Publié par Lenengoa82 le 06-04-2020 19:25
merci, merci et remercie a marie, sernin et a toutes les equipes de coup d'envoi de m'avoir comble de bonheur pendant toutes ces annees.il reste encore une equipe proelite tres performante.aucun regrets, que des souvenirs et un peu de nostalgie aussi. Bonne continuation . et les plus jeunes a vos marque!!
Publié par Djouls le 05-04-2020 02:48
Tres belle interview ! On espere qu'il y en aura d'autres avec les personnalites qui ont marque l'histoire du horseball !

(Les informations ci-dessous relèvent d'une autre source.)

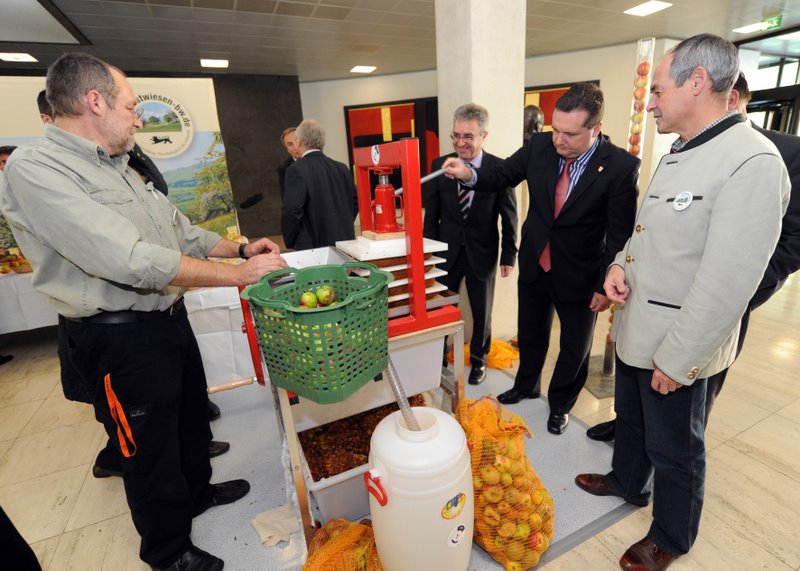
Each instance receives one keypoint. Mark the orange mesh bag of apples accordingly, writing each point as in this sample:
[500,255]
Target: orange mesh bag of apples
[342,545]
[513,510]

Publié par Ecuriesdupato le 03-04-2020 20:34
Merci Sernin pour cette interview.
Marie et toi manquez sur le circuit.. votre sourire, votre entrain... que de bons souvenirs.. comme les huitres et les bullots a st lo...
bonne route a tous les deux.
Et Merci a horse ball.org pour ce petit plaisir de lecture.

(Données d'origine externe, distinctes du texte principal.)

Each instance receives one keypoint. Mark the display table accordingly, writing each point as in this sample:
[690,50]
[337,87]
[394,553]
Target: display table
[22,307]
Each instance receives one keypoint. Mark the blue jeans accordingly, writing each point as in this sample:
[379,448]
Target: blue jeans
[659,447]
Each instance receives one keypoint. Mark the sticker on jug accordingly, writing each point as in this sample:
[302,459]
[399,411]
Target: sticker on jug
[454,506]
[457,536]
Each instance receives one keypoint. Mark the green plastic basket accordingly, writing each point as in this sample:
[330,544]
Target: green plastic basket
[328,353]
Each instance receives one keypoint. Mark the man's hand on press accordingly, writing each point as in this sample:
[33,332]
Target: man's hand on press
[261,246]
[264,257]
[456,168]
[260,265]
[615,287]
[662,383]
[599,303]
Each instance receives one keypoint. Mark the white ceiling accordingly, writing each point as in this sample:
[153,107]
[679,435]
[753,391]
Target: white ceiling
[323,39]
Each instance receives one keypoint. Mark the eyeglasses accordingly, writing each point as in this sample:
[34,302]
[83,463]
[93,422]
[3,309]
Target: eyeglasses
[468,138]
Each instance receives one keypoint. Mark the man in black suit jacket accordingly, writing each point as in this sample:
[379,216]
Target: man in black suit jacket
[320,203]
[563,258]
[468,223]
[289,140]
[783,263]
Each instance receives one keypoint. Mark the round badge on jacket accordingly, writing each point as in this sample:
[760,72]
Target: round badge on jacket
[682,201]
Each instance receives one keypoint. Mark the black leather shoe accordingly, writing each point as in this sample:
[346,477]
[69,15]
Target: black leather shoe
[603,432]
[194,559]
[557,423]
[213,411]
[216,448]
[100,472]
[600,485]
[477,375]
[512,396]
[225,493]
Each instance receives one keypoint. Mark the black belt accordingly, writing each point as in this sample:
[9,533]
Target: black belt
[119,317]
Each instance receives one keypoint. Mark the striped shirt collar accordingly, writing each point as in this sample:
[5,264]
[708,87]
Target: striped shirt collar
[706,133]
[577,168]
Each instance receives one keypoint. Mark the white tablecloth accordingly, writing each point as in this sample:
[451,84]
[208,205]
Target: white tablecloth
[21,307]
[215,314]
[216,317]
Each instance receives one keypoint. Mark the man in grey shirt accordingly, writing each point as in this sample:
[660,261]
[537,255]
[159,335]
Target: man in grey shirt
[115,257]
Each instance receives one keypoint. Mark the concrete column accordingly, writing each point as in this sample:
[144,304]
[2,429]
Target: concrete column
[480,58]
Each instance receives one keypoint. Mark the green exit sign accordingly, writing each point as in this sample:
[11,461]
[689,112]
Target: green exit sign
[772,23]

Publié par jeandu41 le 03-04-2020 10:20
Merci a Sernin d'avoir loue en 2015, a notre fils Romain ,la jument 'MALIANA'de Marie. elle lui avait permis de devenir champion de France junior et champion de France Amateur 3.
Publié par Anne-Gwenn le 02-04-2020 13:41
Merci Sernin et Marie, effecivement je me pose des questions sur l'investisement des joueurs actuels pour leur sport. Merci horse ball.org pour la derniere photo des soeurs Le Bris jouant sur des chevaux de club , je pense que cela n'est plus possible de jouer a ce niveau la avec des chevaux qui faisaient les cours de debutant, du cso, du cce, du dressage, du TREC avec des resultats dans chacune des disciplines.
Publié par helena le 02-04-2020 11:24
Merci pour cette lecture tres enrichissante Mr Pitois !!